Because blockchains like Bitcoin and Ethereum are public and openly accessible, anyone can verify the information recorded on them by using certain software tools. This information is referred to as on-chain data.
Examples of on-chain data include any information related to transactions (e.g. senders, recipients, fees, timestamps) and blockchain addresses (e.g. token balances, number of transactions).
On-chain data is generally not very useful on its own. It is raw and unprocessed. In order to glean insights from this data, on-chain metrics are required. These are specific and quantifiable measurements that have all sorts of applications.
On-chain analysis is simply the process of examining and interpreting on-chain data and the metrics derived from it. It can offer unique insights into market behaviour, network activity, and more.
Term | Definition | Examples |
---|---|---|
On-chain data | Raw information directly recorded on a blockchain network. | Transaction fees and token balances. |
On-chain metrics | Specific and quantifiable measurements derived from on-chain data. | Miner outflows and market value to realised value (MVRV). |
On-chain analysis | The process of examining and interpreting on-chain data to gain insights. | Assessing the behaviour of the top holders of a particular token over the past 90 days. |
On-chain metrics can reveal important trends about the behaviour of long-term coin or token holders and network activity. These insights may provide a unique layer of understanding that complements other forms of analysis.
For research purposes, it’s important to understand that on-chain analysis will be greatly impacted by the technique used by a given blockchain to track the balances of its native coin or token. For example, the Bitcoin blockchain uses the unspent transaction output (UTXO) model, whereas blockchains like Ethereum and Solana use an account-based model.
Miner outflows represent the total amount of coins transferred from miner addresses.

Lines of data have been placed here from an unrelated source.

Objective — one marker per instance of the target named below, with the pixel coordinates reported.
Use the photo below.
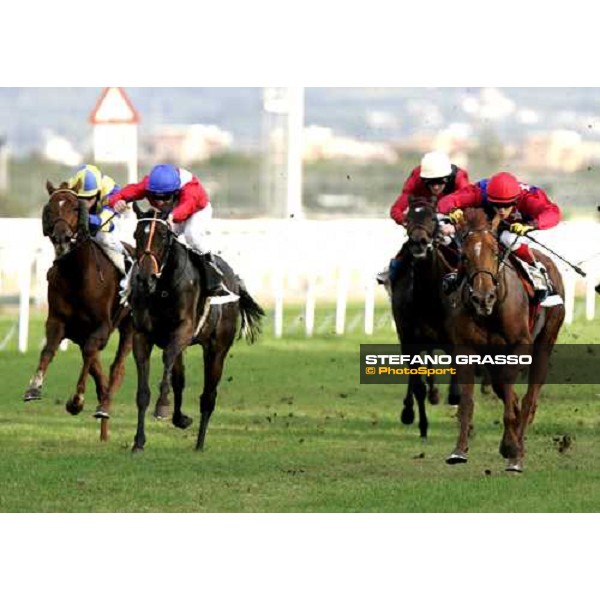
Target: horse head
(64, 217)
(153, 240)
(421, 225)
(481, 260)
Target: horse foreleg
(90, 354)
(97, 374)
(142, 350)
(117, 369)
(214, 361)
(178, 382)
(453, 392)
(55, 333)
(433, 394)
(465, 416)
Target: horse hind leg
(214, 361)
(178, 383)
(55, 331)
(421, 396)
(510, 446)
(407, 416)
(117, 370)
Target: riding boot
(540, 280)
(83, 219)
(125, 283)
(215, 285)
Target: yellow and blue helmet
(90, 179)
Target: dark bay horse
(417, 304)
(171, 310)
(83, 304)
(491, 310)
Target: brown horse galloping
(83, 304)
(492, 310)
(171, 310)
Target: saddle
(534, 307)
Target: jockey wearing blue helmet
(163, 180)
(179, 193)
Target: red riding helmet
(503, 188)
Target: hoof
(514, 467)
(162, 412)
(183, 422)
(74, 408)
(434, 397)
(407, 417)
(457, 458)
(101, 413)
(32, 394)
(453, 400)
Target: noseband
(414, 227)
(60, 218)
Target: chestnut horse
(491, 310)
(172, 311)
(417, 304)
(83, 304)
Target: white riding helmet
(435, 165)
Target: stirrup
(383, 277)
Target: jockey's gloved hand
(521, 228)
(456, 216)
(120, 206)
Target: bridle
(415, 227)
(59, 219)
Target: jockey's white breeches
(110, 240)
(512, 240)
(195, 231)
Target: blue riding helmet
(164, 179)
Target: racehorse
(172, 311)
(83, 304)
(492, 310)
(417, 304)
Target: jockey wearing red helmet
(522, 207)
(179, 193)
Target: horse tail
(251, 313)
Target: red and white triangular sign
(114, 106)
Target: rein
(147, 251)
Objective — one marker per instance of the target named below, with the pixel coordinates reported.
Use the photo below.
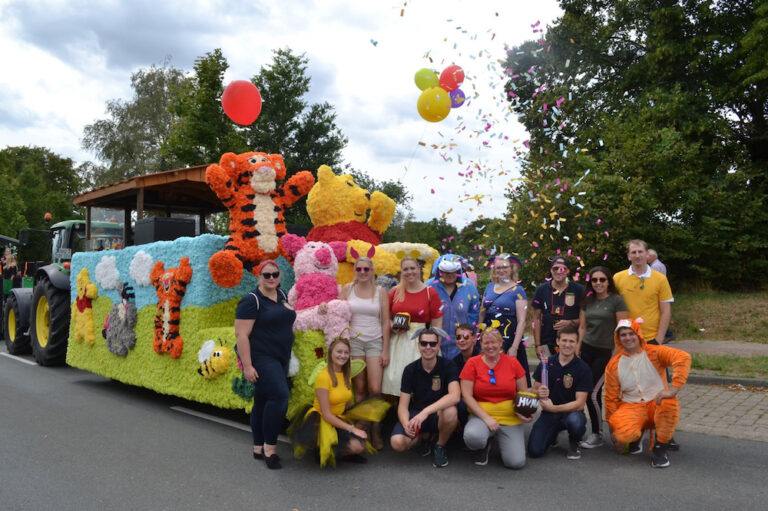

An increase in this metric can indicate likely sell pressure since miners often need to sell coins to cover expenses (e.g. electricity, labour, mining equipment). Note that this metric is only relevant for blockchains like Bitcoin that use proof of work (PoW).
Bitcoin miner outflow over the seven years ending October 8, 2024 (Source: CryptoQuant)
MVRV is a ratio of a cryptocurrency’s market cap to its realised cap (i.e. the cumulative sum of every coin if it were valued at the price when it last moved).
When MVRV equals 1.0 means that the market is at a break-even point. Put differently, on average, holders are neither in profit nor loss, as the current market value is the same as the price they paid.
In general, an MVRV that is well above 1.0 suggests that prices have diverged from cost basis by a very large margin, meaning there are substantial amounts of unrealised profits within the market. The opposite is true for an MVRV that is significantly less than 1.0.
During bull markets, MVRV tends to spike as prices soar. Tracking MVRV across multiple assets can provide clues on which cryptocurrencies are becoming overvalued, helping investors avoid buying into inflated prices. Conversely, a low MVRV across many assets could indicate a buying opportunity during a market downturn.
By definition, Bitcoin’s MVRV ratio climbs well above 1.0 during bull markets (Source: Glassnode)
Dormancy is a ratio that describes the average number of days each coin transacted remained dormant or unmoved. It is calculated by dividing the total number of coin days destroyed by the total on-chain transfer volume.
In general, a relatively high dormancy indicates that long-held coins are returning to the market, which can suggest profit-taking or rising sell-side pressure. Low dormancy signals that coins moving are relatively fresh, which can point towards accumulation or active trading. However, dormancy metrics don't always indicate market sentiment, as old coins may move for various reasons (e.g. security upgrades).
Bitcoin’s average coin dormancy over the seven years ending October 8, 2024 (Source: Glassnode)
On-chain analysis has limitations, which is why it is often used in combination with other types of analysis (e.g. fundamental, sentiment, technical) to inform decision-making.
One limitation is that it can be difficult to draw accurate conclusions in certain scenarios due to off-chain activity. For example, centralised exchanges facilitate the buying and selling of cryptocurrencies, but these transactions are not recorded on blockchains.
Another limitation is the reliance on third-party platforms to accurately decode on-chain data. While blockchain data is public and transparent, sophisticated software is often required to read, label and present this data for people to use for their analysis. If these platforms incorrectly label or process on-chain data, it can lead to incorrect conclusions and misguided decisions.
On-chain analysis can assist with understanding the crypto market and network activity much more deeply. While it has its limitations, like any form of analysis, on-chain analysis can unearth unique insights that can make for a more well-rounded and nuanced decision-making process.